Recommended Age, Grade, and Reading Levels
- Age: 15 to 18
- Grade: 10 to 12
Canadian literary star Gordon Bridge is delighted with his celebrity, his famiy, and his bond with fellow writer Taylor Shepherd, whom he has been friends with since they were teenagers. Bridge publishes a highly critical review of Shepherd's much-lauded new novel, showing off how his commitment to writing trumps social conventions. After his friend confronts him, however, he realizes that his pan is a catastrophe of self-deception: he has attacked a masterpiece. The review destroys the friendship, and Bridge's world starts to crumble.
Afflicted by guilt, Bridge stops writing. He struggles to overcome his paralysis and recover his creativity, but suffers an intensifying series of punitive side effects. He develops a chronic and crippling stiff neck, his marriage collapses, his parents suffer a horrible accident, and an act of terror threatens his safety. Desperate, Bridge begins a memoir, an urgent attempt to come to terms with his past, including his friendship with Shepherd, but also his relationship with his ambitious mother and his troubled love for his two sons. The reader learns that the novel is this memoir.
About the author
Paul Headrick is the author of a novel, That Tune Clutches My Heart, (Gaspereau Press; finalist for BC's Ethel Wilson Fiction Prize), and a collection of short stories, The Doctrine of Affections (Freehand Books; finalist for the Alberta Book Award for Trade Fiction). He has also published a textbook, A Method for Writing Essays about Literature (Thomas Nelson). Paul has an M.A. in Creative Writing from Concordia University and a PhD in English Literature from York University. He taught creative writing for many years at Langara College in BC, and gave workshops at writers' festivals from Denman Island to San Miguel de Allende, Mexico.

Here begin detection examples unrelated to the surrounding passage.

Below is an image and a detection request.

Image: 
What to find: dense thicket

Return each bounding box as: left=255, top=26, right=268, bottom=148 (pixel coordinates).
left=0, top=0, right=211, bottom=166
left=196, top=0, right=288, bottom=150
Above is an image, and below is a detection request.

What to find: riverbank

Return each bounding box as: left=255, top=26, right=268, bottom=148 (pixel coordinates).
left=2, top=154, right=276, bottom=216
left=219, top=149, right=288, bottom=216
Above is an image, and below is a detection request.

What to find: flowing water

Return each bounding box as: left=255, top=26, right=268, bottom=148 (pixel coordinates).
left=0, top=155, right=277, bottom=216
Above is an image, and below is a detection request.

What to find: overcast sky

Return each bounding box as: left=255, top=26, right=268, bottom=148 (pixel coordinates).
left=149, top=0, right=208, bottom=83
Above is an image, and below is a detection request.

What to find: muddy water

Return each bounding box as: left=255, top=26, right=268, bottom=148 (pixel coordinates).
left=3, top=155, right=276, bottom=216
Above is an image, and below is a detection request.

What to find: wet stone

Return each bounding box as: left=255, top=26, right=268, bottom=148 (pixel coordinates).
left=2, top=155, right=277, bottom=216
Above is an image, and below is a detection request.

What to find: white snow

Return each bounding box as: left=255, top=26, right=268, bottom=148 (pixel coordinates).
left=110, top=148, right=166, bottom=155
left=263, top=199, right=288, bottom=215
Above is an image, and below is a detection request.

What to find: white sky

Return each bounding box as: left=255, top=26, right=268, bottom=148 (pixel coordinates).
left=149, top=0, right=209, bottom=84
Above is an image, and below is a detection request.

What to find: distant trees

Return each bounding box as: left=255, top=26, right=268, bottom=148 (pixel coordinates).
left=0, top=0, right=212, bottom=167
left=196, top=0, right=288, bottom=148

Excerpt: Losing Shepherd (by (author) Paul Headrick)
I'd made a mistake. I reviewed The Stendhal Effect, Taylor's new book. Because our relationship itself was famous--the two young novelists, literary stars, friends since childhood--and because I criticized, I got plenty of attention. You remember. The review splashed the Globe book section, blasted around the internet, and for months dominated discussion in our nation's snug, sensation-hungry literary world.
I had kept it a secret from him, to surprise him, and he was surprised.
"What were you thinking?"
Indeed. I knew, the moment after he asked the question, or I felt the weight of the knowledge--like the weight of a big meal that still needed digesting. It didn't take long after I'd hung up the phone to know exactly--just an hour or so of moving around my study, looking in on the boys and then going back to the study, picking up the book, putting it down. Finally, I flipped through the pages, reading a bit. It was better than Heart City, which was very fine, but still a first novel. Also a step further from An Earlier Encounter (and no, I haven't forgotten that Encounter won the Giller and made the Booker short list).

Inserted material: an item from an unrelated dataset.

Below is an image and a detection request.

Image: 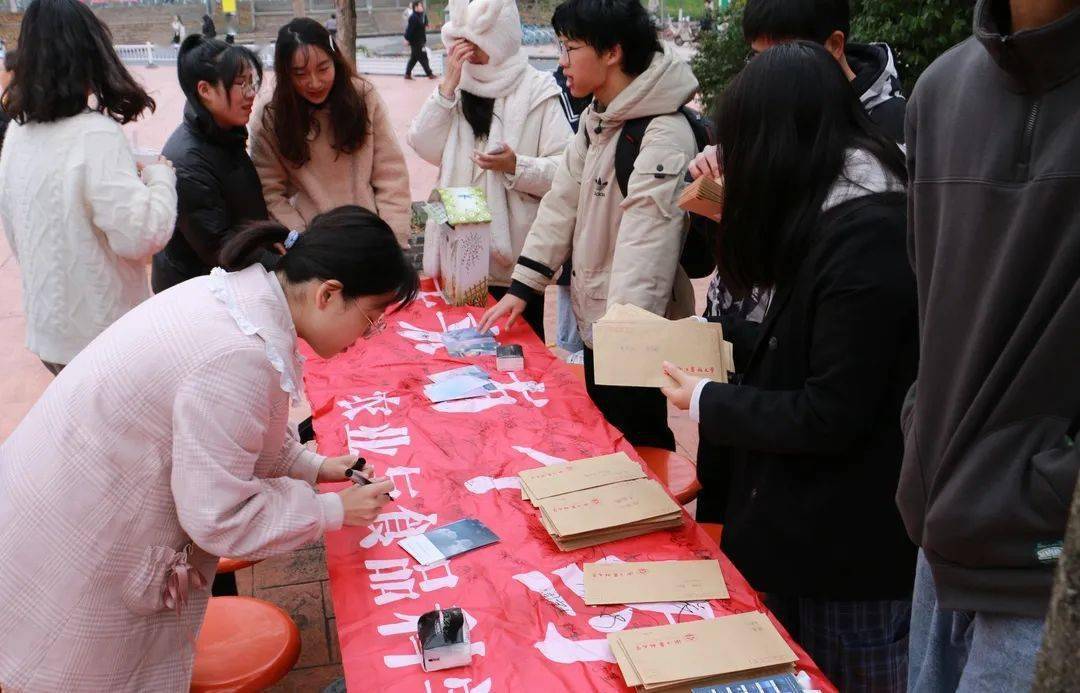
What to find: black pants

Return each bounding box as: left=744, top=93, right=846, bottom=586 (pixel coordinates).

I had panned a masterpiece.
Such self-deception. I had manufactured flaws that didn't exist, I'd invented subtle literary, even moral, failings, and I'd been so stupidly enthused by my project that I hadn't acknowledged to myself what I was doing.

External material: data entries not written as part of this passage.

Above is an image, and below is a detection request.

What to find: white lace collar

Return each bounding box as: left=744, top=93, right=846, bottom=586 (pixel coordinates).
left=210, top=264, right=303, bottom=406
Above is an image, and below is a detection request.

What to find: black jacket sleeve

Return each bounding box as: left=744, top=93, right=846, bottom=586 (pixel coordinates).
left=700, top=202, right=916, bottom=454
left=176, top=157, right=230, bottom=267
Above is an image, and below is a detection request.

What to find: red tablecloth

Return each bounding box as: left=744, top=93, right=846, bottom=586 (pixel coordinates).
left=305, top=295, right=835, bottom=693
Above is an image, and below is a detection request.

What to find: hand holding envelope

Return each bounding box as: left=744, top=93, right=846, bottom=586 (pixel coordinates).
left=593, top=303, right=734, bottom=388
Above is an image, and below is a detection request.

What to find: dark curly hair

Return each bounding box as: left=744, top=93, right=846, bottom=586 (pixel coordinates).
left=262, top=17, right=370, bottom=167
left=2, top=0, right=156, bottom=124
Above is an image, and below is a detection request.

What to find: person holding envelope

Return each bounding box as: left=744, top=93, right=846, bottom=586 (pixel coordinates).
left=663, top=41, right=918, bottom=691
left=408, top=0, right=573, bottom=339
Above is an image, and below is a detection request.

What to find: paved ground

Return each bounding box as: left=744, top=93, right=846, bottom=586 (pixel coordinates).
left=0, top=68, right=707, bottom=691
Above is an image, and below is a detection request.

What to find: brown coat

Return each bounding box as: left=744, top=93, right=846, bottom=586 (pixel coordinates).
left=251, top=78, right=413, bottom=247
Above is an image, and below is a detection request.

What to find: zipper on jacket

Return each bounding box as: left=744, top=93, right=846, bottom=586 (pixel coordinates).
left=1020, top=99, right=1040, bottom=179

I held the book in my hands. Stared at it.
I'd been showing off our friendship. Look, everybody. Observe how I can discern the subtle problems to which others will be blind. Behold, oh behold, the strength of our connection, the power of our love, and our respect for literature: enough strength, power, and respect for one to assimilate from the other such cold, public scrutiny. Readers would know that Taylor expected nothing less from me and that my analysis formed the hard stuff of real friendship.
For several days it satisfied me to be ashamed of my attention-seeking. Then, I dropped a glass. I tripped. I tugged harder than necessary at Leo's jammed jacket zipper and saw fear in him. The realization I'd been trying to refuse emerged through these ugly little signs: the shameful truth so quickly settled on appealed to me because I could face it more easily than another, deeper truth, much more painful. My story that I'd merely been grandstanding amounted to still another self-serving lie.
The Stendhal Effect didn't die, my review didn't kill it, but of course I established a context that influenced other reviewers. Sales stalled. Face it, that result was predictable, and I'd ignored it. I'd tried to damage Taylor. I'd always recognized the competitiveness between us, but what accounted for this urge to wound? For how long had this sickening aggression been building in me?